Innocent Kagbara : Merci pour l’occasion que vous nous offrez de nous exprimer sur un sujet crucial. Nous avons dit que nous devons reprendre une vie normale ; maintenant est-ce qu’il fallait rouvrir les écoles, je dirai oui, il fallait même rouvrir plus tôt. Il suffisait de prendre les dispositions pour permettre aux gens de respecter les mesures barrières et les activités pédagogiques auraient pu reprendre depuis une semaine ou deux. Maintenant le plus important est de savoir au niveau des écoles, est-ce que le réouverture a été bien préparée, est-ce qu’il y a eu une pédagogie pour que les gens comprennent ce qu’on attend d’eux ?
www.liinformateur.net : le président de la commission de l’éducation que vous êtes au parlement est-il satisfait des mesures qui ont été mises en place dans les écoles, on parle de distanciation d’un mètre, de port de masque obligatoire, de lavage de mains…, est-ce que ça vous satisfait ?

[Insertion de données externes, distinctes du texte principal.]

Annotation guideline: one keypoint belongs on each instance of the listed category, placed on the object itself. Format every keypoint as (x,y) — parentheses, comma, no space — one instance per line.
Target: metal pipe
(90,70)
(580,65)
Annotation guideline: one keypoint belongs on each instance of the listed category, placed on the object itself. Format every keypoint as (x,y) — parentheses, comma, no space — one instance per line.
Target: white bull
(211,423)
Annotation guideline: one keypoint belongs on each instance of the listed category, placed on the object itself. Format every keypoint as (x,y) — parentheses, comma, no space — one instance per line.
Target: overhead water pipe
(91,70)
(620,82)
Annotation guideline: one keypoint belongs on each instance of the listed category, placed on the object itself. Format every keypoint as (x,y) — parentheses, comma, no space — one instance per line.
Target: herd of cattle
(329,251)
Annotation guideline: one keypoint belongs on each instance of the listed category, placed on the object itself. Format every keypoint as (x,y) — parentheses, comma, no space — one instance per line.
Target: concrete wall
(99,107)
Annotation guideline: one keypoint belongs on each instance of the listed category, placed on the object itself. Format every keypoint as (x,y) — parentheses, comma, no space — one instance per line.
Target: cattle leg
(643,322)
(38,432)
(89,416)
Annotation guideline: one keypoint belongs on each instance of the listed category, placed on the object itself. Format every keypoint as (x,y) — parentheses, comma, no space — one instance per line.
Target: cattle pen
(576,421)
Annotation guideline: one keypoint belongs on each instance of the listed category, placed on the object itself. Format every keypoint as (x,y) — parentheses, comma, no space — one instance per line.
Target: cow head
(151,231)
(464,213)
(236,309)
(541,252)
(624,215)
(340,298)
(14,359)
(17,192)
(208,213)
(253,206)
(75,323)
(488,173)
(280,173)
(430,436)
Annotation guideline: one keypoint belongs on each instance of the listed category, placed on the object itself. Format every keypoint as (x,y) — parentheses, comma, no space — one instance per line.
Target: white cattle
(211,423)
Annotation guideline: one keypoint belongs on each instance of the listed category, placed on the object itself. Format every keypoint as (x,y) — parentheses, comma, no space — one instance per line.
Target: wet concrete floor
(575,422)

Innocent Kagbara : Nous sommes pleinement satisfait. Si vous aviez lu un peu nos interventions en début de cette pandémie nous avions préconisé de ne pas confiner le pays parce qu’on avait pas les moyens de confiner le pays. Nous, nous sommes un pays sous-développé et nous n’avons pas les moyens de confiner le pays, on devait laisser les activités économiques se poursuivre tout en insistant sur les mesures barrières et en les finançant ; parce que vous pouvez dire aux gens : écoutez, mettez une distance d’un mètre entre les élèves mais est-ce qu’ils ont les moyens de financer eux-mêmes ces mesures barrières ? Dans les écoles où un système de lave-mains est installé par le gouvernement, le système de distanciation sociale est en sorte qu’une classe de 40 élèves se retrouve à 20, on nous parle même des classes de 15 élèves ; est-ce que l’école a les infrastructures, est-ce qu’il y a assez de salles de classes… pour respecter ces mesures barrières. En réalité c’est comme ça que nous devons poser la question. Nous avons appris que le gouvernement a donné des bavettes à un certain nombre d’école avec des gels, mais l’école que nous avons visitée cette après-midi il n’y avait pas un système de lave-mains, donc c’est ce que nous déplorons. Est-ce que nous avons les moyens de financer l’ensemble de ces mesures sur l’ensemble du territoire ? C’est la question que je me pose.
www.liinformateur.net : en même temps il y a les écoles privées qui se plaignent d’être un peu en marge de tout ce que le gouvernement a mis en place, elles disent ne pas être prises en compte, quelle réaction ?
Innocent Kagbara : C’est une réaction mitigée. Je dirai à la fois qu’ils ont raison mais avons-nous les moyens de fiancer le système dans sa globalité, aussi bien le public que le privé ? Parce qu’il faut venir au secours également aux écoles privées parce que c’est un pan important, sans le privé l’école au Togo ne pourra pas se faire parce que c’est vrai que c’est un domaine régalien de l’Etat mais l’Etat ne peut pas. Donc peut-être qu’il faut apporter assistance, à concurrence de quoi ? Est-ce qu’il faut apporter des systèmes de lave-mains ? Le problème également des privés ce n’est pas tant l’application des mesures barrières c’est le moyens de pouvoir faire fonctionner l’établissement en termes de salaire, en termes de CNSS… parce que les gens sont restés à la maison pendant 3 mois, comment vous pouvez leur demander de reprendre les cours si les enseignants ne sont pas payés ? En reprenant uniquement pour les classes d’examen est-ce que les parents vont payer le reste de l’année pour les classes de passage ? Donc les promoteurs de ces écoles sont en difficulté, difficulté qui ne leur permet pas d’honorer les engagements par rapport aux enseignants. En réalité c’est là où se pose le problème, ce n’est pas tant rouvrir. On peut rouvrir en respectant la distanciation sociale en achetant un dispositif de lave-mains, on peut rouvrir.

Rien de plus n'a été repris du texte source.